Avoid having "This patch" or "This commit" in the commit message. It is
tautologically useless.

Also, do

$ git grep 'This patch' Documentation/process

for more details.

> the only caveat that the fast string copy is disabled on the affected
> hyper thread thus performance degradation.
> 
> This is still better than the OS crashes on MCEs raised on an
> irrelevant process due to 'rep movs*' accesses in a kernel context,
> e.g., copy_page.

Wait a minute: so the MCE will happen for a piece of buffer that REP;
MOVS *wasn't* supposed to copy.

So why are we even disabling fast strings operations? Why aren't we
simply ignoring this MCE with a warn in dmesg since, reportedly, we can
recover safely?

Nothing has gone wrong, has it?

> Since a host drain / fail-over usually starts right after the first

What is a "host drain"?

> MCE is signaled, which results in VM migration or termination, the
> performance degradation is a transient effect.

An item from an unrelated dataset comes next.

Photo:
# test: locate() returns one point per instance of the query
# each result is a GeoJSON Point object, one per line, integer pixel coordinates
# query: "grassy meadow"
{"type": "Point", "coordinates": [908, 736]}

This sounds like a google-specific policy and doesn't belong in the
commit message.

> Tested:
> 
> Injected errors on 1st cache line of 8 anonymous pages of process
> 'proc1' and observed MCE consumption from 'proc2' with no panic
> (directly returned).
> 
> Without the fix, the host panicked within a few minutes on a
> random 'proc2' process due to kernel access from copy_page.

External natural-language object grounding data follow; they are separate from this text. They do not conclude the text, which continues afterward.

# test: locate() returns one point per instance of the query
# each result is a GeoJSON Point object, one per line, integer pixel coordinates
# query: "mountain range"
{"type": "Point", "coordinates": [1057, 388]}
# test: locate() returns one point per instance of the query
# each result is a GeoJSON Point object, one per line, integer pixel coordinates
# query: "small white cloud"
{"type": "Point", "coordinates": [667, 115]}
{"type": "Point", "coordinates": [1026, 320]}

We usually do not keep in the commit message how a patch has been tested
but I guess with MCE that is important enough.

> 
> Signed-off-by: Jue Wang <juew@google.com>
> ---
>  arch/x86/kernel/cpu/mce/core.c     | 53 ++++++++++++++++++++++++++++++
>  arch/x86/kernel/cpu/mce/internal.h |  5 ++-
>  2 files changed, 57 insertions(+), 1 deletion(-)
> 
> diff --git a/arch/x86/kernel/cpu/mce/core.c b/arch/x86/kernel/cpu/mce/core.c
> index 5818b837fd4d..abbd4936dfa8 100644
> --- a/arch/x86/kernel/cpu/mce/core.c
> +++ b/arch/x86/kernel/cpu/mce/core.c
> @@ -834,6 +834,49 @@ static void quirk_sandybridge_ifu(int bank, struct mce *m, struct pt_regs *regs)
>  	m->cs = regs->cs;
>  }
>  
> +/*
> + * Disable fast string copy and return from the MCE handler upon the first SRAR
> + * MCE on bank 1 due to a CPU erratum on Intel SKX/CLX/CPL CPUs.
> + * The fast string copy instructions ("rep movs*") could consume an
> + * uncorrectable memory error in the cache line _right after_ the
> + * desired region to copy and raise an MCE with RIP pointing to the
> + * instruction _after_ the "rep movs*".
> + * This mitigation addresses the issue completely with the caveat of
> + * performance degradation on the CPU affected. This is still better
> + * than the OS crashes on MCEs raised on an irrelevant process due to
> + * 'rep movs*' accesses in a kernel context (e.g., copy_page).
> + * Since a host drain / fail-over usually starts right after the first
> + * MCE is signaled, which results in VM migration or termination, the
> + * performance degradation is a transient effect.
> + *
> + * Returns true when fast string copy on cpu should be disabled.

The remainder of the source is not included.